We are currently working on a PoC Angular app that needs to communicate with multiple Service Stack APIs that are cookie based and have a custom credentials auth provider.
I am wondering what the recommended approach for authentication and cookie management would be in this case?
When I authenticate against Service A, I can see the ss-pid and ss-id cookies being sent on subsequent requests. Once I authenticate against Service B, it looks like the ss-pid and ss-id cookies are overwritten and these new values are sent to Service A and Service B.
Does this sound right?
From an architectural point of view, would you recommend other authentication providers like API Key management for this?
Also, if remember me is not set, does ss-id cookie work the same as how .Net auth cookies would be saved in browser vs. in a cookie?
If you’re getting different Cookies I’m assuming Service A and Service B are on different domains whereas the Cookies are unique per domain and reference a session stored on the server. If they’re just different subdomains you can restrict cookies to same domains.
Otherwise you could use JWT where the sessions are stateless and encapsulated in the ss-tok cookies.

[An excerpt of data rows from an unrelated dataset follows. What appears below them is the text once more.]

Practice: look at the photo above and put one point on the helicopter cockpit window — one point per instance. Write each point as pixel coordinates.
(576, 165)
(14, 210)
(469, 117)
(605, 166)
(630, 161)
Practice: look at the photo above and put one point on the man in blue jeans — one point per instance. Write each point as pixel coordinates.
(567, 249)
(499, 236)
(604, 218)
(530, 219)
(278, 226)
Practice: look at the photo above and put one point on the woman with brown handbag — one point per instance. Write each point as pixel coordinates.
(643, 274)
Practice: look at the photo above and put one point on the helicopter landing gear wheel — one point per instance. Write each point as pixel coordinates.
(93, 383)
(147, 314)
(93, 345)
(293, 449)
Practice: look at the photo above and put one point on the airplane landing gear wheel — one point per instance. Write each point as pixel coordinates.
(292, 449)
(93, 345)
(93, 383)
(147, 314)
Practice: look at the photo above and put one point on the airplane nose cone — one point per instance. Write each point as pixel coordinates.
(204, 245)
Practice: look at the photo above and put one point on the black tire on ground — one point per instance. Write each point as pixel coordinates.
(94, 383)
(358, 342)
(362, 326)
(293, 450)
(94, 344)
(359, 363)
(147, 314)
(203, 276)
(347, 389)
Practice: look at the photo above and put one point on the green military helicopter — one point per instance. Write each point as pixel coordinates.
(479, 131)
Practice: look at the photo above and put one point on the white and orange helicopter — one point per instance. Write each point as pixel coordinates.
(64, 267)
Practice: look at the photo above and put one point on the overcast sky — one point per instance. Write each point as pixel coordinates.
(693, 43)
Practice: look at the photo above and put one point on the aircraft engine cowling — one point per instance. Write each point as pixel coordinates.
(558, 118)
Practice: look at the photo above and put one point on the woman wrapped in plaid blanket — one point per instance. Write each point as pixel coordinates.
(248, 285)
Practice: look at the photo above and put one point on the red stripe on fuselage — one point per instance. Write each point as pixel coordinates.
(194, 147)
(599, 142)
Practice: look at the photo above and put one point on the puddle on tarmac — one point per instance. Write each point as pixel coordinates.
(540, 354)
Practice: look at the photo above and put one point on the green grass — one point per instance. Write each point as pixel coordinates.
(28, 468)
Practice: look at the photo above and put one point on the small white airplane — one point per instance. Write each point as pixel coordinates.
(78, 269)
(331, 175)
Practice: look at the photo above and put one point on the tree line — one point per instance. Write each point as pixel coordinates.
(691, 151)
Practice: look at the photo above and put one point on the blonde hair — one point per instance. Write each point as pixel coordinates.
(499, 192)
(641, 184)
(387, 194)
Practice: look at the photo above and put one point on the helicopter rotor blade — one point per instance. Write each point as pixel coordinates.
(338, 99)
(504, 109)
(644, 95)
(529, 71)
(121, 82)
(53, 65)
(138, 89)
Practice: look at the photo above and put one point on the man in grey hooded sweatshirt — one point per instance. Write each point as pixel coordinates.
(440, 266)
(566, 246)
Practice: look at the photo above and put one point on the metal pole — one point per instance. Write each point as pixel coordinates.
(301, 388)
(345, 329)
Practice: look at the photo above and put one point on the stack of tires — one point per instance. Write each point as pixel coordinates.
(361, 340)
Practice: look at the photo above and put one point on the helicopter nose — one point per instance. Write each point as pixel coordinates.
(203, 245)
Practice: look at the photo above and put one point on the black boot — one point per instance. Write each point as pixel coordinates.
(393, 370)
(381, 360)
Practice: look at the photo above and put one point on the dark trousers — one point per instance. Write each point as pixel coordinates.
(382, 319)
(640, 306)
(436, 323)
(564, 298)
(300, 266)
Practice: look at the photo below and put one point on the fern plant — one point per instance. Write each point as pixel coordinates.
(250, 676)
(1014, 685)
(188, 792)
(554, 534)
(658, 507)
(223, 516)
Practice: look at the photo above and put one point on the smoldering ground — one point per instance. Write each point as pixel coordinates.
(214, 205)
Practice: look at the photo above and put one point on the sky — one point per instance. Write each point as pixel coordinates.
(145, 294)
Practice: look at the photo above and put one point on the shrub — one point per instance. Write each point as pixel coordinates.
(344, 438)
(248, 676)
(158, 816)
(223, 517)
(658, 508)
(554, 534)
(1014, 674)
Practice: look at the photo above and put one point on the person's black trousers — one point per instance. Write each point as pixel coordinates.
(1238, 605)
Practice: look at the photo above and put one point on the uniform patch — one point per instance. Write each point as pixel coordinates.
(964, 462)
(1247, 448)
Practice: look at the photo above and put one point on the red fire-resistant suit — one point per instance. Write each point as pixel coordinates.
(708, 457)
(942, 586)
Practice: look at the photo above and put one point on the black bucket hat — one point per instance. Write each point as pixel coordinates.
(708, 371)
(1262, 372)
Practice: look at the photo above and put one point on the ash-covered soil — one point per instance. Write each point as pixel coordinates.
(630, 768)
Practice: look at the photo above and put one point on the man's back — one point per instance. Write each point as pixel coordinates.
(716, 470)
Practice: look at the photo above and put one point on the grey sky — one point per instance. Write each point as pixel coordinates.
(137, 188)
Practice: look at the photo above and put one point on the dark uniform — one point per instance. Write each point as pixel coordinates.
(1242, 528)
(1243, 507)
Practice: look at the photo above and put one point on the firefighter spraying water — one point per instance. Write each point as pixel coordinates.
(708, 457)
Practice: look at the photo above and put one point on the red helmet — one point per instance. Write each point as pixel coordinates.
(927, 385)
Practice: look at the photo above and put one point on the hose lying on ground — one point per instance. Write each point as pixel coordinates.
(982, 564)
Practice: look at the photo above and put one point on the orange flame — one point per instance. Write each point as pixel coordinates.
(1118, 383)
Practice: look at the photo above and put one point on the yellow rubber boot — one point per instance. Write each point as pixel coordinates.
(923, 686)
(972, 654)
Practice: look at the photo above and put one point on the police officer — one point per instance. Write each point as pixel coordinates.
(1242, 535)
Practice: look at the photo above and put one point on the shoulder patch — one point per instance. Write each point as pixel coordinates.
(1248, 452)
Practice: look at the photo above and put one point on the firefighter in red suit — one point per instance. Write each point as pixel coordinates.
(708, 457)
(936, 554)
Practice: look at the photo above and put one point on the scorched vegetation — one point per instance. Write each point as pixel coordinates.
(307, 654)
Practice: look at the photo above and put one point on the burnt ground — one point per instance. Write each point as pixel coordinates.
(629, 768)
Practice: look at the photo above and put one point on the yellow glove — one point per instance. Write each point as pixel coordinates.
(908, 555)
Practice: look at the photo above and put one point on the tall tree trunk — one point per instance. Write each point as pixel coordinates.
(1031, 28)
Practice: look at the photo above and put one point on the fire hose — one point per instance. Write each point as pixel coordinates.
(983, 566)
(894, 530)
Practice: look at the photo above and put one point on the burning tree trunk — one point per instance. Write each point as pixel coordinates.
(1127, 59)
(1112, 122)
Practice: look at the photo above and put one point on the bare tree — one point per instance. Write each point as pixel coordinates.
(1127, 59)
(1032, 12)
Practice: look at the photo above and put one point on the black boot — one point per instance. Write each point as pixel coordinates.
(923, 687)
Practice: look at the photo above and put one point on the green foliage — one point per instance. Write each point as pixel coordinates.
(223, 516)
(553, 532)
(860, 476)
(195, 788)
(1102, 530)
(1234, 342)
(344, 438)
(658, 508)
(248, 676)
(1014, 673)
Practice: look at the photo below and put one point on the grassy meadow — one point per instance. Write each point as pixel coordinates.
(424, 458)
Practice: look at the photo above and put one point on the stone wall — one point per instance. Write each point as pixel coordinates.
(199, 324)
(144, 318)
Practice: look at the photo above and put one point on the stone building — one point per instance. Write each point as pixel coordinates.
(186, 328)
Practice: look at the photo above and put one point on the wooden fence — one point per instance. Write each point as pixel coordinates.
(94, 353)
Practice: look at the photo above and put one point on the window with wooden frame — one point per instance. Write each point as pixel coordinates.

Just to clarify a bit further - Service A and Service B are different subdomains on the same domain. However, if I share the cookies between sub-domain would I run the risk of the user’s session being shared across applications (which I do not want)? I am using Redis Cache client prefixed with the application name to store sessions - so this may not happen.
Or, do you suggest I use the SetCookieFilter to specify the domain/ path there so that the cookies are unique per subdomain?
This is ugly, you want to share cookies between 2 different services on the same sub domain, but not for other serivces sharing the same sub domain and shared distributed caching provider?
You’re making your system unnecessarily complex, it sounds like Service A and B should be in the same App which would be the easist solution. If you can’t do that you can use a reverse proxy like nginx to make it appear there the same app in the same subdomain by having paths like:
Otherwise use a different domain for Services you want to share sessions with or don’t share the same distributed caching provider between services you don’t want to share sessions with.
Sorry, I may not have explained my issue correctly here. Let me start again.
We have an Angular App that needs to talk to two different ServiceStack APIs - service1.domain.com and service2.domain.com. Both these are cookie based ServiceStack APIs.
These services do not need to share sessions or other user information between each other.
What we have noticed is that:
Angular app logs in to Service 1 and receives the ss-pid and ss-id http only cookies.
Angular app makes calls to api methods in service 1 and the cookies are validated succesfully.
Angular app logs in to Service 2 to access another set of API methods and receives the ss-pid and ss-id http only cookies.
Angular app makes calls to api methods in service 2 and the cookies are validated successfully.
Angular app makes a call to Service 1. This time, the cookies it receives are the ones generated in Step #3. Call to base.ExecuteAsync(req, res, requestDto); from our custom authentication attribute fails and returns a 401 error.
This is where I am getting confused:
Should I share the cookies between these two sub-domains Service 1 and Service 2? Will it cause issues with cookies being shared?
Or
Should I rather specify the domain/ path for the cookies so the cookies are unique per subdomain?
If Service 1 and Service 2 are on different sub domains then the Angular App would be sending different cookies to the different services? i.e. they’re treated as different sites and the cookies they receive for each Service are only going to be sent when calling Services on that domain.
Thanks Demis. This is exactly what I wanted to clarify. So could it be a localhost issue then as the domain coming through for the cookies is “” and the Path is “/” and the cookies for one are definitely overwriting the other.I will have a look again as well.